For
over ten years, saxophonist Trygve Seim has been an active musicians on
the underground Scandinavian jazz scene. In 1993, while attending the Trondheim
Music Conservatory, Seim formed The Source with trombonist Øyvind
Brække and drummer Per Oddvar Johansen. Based on a totally democratic
structure, the band has no real leader, and periodically expands to include
string ensemble the Cikada Quartet, trumpeter Arve Henriksen and bassist
Finn Guttormsen, Seim, Brække and Oddvar Johansen remaining at the
epicentre of the formation.
The trio have regularly
confronted their influences, ranging from Ornette Coleman and Miles Davis
to Karlheinz Stockhausen and John Cage, with rock, club culture and world
music. After three albums released in Norway, Seim released his critically
acclaimed debut as a leader, Different Rivers, in 2001 on German
label ECM, winning the German Critics Award for album of the year in the
process. The Source & Different Cikadas sees The Source expanding
again to incorporate accordion player Frode Haltli, who became part of
Seim’s own band following the release of Different River, and pianist
Christian Wallumrød.
Although most of the music
is composed by Seim, Brække or Oddvar Johansen, the ultimate democracy
that is The Source means that each musician involved will have a chance
to develop his own vision of the pieces. The Cikada Quartet’s improvisational
skills as a formation, combined with the experimentations of the rest of
the band bring a tensed unity to the fifteen compositions on offer here.

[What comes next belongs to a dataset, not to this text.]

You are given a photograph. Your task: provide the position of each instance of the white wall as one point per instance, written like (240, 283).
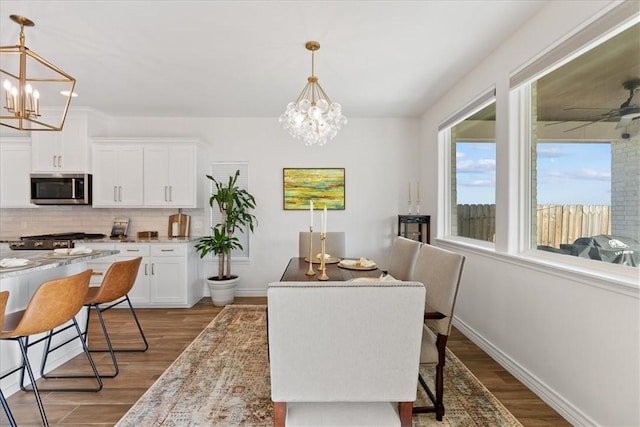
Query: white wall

Although the main foundation remains undeniably jazz, in its traditionalist
meaning, The Source’s organic evolutions also encompass contemporary classical
(Organismus Vitalis, a piece made up of seven lines destined to
be played indifferently by any of the musician, and which, on the version
recorded, evokes as much Jan Garbarek as Arvo Pärt), and world music,
as on Flipper, a band’s favourite since 1994, on which Seim swaps
his usual saxophone for a “clarophone”, a tenor sax fitted with a bass
clarinet mouthpiece, to imitate the Armenian duduk, or Sen Kjellertango,
which, as its name indicates, is based on a tango structure.
The exchanges between musicians
are incredibly dense and complex, and yet, sound fluid, thanks to the deployment
of talents present. A somewhat diverse record in textures and variations,
The Source & Other Cikadas is very homogene and consistent all
the way through, the band demonstrating a great maturity in the way each
musician interacts with the others, intelligently adding to the work while
respecting individual spaces at the same time.